L'intervento sui quotidiani locali di Luciano Pedrazzani, della segreteria della Camera del Lavoro, sul modello delineato dalla Regione Lombardia. «Ancora una volta il paziente viene consegnato a qualcuno in ragione della sua cronicità, non della sua intera persona. Altri territori hanno sviluppato il modello delle Case della salute (prendere per mano e accompagnare appunto le persone in percorsi di cura appropriati)».


Gentile direttore, il modello delineato da Regione Lombardia per la gestione dei pazienti cronici si sta palesando sempre più come un tentativo di un’ ulteriore privatizzazione, in particolare della medicina territoriale (quella delle strutture ospedaliere è già avvenuta con successo negli anni scorsi  a seguito della bandiera della libertà di scelta).

La competizione tra pubblico e privato anche stavolta è finta.
Il pubblico infatti compete con le mani legate dal sottofinanziamento e dai vincoli nelle assunzioni.

Naturalmente è questo un processo che ha bisogno di tempo e che vede, per fortuna, numerose resistenze.
I medici stanno aderendo in misura parziale (meno della metà in tutta la Lombardia, un misero 52% a Brescia) ed i pazienti dovranno decidere a tempo debito, quando arriverà loro la lettera della ATS che li inviterà a scegliere.

La scelta sarà in larga misura condizionata dal grado di fiducia che i pazienti dimostreranno nei confronti del proprio medico che li indirizzerà da una parte o dall’altra.

Allora crediamo si debba essere molto chiari.

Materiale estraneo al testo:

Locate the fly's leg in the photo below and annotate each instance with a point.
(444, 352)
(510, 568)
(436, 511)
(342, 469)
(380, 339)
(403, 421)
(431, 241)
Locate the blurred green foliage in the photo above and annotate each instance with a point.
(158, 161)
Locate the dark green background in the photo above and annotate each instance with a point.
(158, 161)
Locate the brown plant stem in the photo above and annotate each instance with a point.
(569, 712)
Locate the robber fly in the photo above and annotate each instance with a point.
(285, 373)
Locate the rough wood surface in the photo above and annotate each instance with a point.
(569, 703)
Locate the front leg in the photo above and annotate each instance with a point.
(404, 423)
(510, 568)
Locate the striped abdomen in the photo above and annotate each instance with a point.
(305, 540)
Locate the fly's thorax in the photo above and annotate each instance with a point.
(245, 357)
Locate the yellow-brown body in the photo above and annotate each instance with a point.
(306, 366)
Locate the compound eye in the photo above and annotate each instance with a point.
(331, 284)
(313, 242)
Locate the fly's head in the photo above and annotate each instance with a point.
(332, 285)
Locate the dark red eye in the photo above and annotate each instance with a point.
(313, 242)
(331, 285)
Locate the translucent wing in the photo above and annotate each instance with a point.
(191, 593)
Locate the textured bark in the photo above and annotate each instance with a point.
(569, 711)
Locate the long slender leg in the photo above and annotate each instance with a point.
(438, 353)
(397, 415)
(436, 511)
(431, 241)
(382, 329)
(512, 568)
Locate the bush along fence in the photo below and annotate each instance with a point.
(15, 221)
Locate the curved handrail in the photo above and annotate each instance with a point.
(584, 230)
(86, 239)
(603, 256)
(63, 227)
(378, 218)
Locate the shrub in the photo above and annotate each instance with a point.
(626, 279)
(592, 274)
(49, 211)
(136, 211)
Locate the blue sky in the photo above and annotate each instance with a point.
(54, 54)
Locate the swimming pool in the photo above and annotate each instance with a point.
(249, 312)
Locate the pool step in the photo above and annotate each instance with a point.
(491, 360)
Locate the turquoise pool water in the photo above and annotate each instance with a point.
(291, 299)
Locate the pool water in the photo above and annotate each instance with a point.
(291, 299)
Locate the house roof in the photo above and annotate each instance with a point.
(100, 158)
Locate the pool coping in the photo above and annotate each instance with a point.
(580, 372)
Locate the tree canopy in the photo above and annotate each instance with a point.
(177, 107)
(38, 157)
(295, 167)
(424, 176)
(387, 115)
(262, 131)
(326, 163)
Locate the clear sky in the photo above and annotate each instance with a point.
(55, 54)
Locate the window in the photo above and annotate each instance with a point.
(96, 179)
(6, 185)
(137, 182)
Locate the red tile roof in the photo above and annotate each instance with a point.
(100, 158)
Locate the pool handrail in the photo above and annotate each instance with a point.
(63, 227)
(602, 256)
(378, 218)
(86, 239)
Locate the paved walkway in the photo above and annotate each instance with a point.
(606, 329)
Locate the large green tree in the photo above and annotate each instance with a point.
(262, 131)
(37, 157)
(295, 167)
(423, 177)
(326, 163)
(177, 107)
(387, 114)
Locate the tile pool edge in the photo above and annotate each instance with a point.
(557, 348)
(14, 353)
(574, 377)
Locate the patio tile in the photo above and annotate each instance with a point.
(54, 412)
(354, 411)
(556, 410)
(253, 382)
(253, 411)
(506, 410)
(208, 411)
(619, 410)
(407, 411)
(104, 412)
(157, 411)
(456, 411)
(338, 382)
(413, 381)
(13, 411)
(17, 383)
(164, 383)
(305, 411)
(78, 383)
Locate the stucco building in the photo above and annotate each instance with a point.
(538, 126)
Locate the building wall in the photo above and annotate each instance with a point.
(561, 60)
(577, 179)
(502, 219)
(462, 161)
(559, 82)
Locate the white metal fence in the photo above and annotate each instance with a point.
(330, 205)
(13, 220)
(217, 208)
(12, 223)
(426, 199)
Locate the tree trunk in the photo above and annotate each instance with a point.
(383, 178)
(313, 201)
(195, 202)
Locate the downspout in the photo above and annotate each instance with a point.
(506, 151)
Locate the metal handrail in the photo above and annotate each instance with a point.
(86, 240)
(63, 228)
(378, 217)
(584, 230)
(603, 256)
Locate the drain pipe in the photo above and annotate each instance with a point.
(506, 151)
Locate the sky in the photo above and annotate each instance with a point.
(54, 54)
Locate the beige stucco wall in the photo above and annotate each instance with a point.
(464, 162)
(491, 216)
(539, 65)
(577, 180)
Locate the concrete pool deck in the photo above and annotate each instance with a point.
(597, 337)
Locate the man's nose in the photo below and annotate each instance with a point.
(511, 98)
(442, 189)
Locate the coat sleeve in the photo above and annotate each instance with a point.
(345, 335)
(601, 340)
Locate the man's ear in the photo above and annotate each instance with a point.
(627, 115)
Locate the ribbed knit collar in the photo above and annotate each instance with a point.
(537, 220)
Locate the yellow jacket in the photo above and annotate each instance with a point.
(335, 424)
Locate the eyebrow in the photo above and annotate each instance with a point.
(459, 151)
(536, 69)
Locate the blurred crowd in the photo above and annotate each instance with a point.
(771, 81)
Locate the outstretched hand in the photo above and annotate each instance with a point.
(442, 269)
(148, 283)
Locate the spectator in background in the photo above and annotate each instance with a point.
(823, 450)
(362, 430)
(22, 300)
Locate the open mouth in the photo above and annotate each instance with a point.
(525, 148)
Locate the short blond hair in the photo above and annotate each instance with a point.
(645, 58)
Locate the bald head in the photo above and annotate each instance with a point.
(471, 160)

Contrastare la riforma lombarda non vuole dire assolutamente assolvere l’esistente.

Le eccellenze ospedaliere hanno lasciato un deserto nel territorio, spogliato di servizi di prossimità utili ad intercettare i bisogni delle persone che sono tutte intere e bisognose di cure, a volte di carattere assistenziale ed alle volte sanitario ecc.

Ancora una volta invece il paziente viene consegnato a qualcuno in ragione della sua cronicità, non della sua intera persona.

A facilitare l’accoglienza delle persone, viste nella totalità dei loro bisogni, altri territori hanno sviluppato il modello delle Case della salute (prendere per mano e accompagnare appunto le persone in percorsi di cura appropriati).

Invitare pertanto i medici a lavorare insieme, secondo un modello condiviso, non è sinonimo di costringere i medici ad associarsi in cooperative per proporsi come gestori essi stessi  o a proporsi come cogestori di altri soggetti, a snaturare il loro ruolo alimentando conflitti di interesse in contrasto con il mandato ricevuto dalla Stato.

E’ questa la confusione che si trasmette nel proporre scientemente un modello sbagliato a fronte di una esigenza reale.

E’ questa l’operazione truffaldina dietro la quale non si devono nascondere nemmeno i medici che non vogliono superare un modello che fa acqua da tutte le parti.

L’Ordine dei Medici di Milano si è schierato contro questo modello.
La posizione dell’Ordine di Brescia, da esterni, non l’abbiamo capita.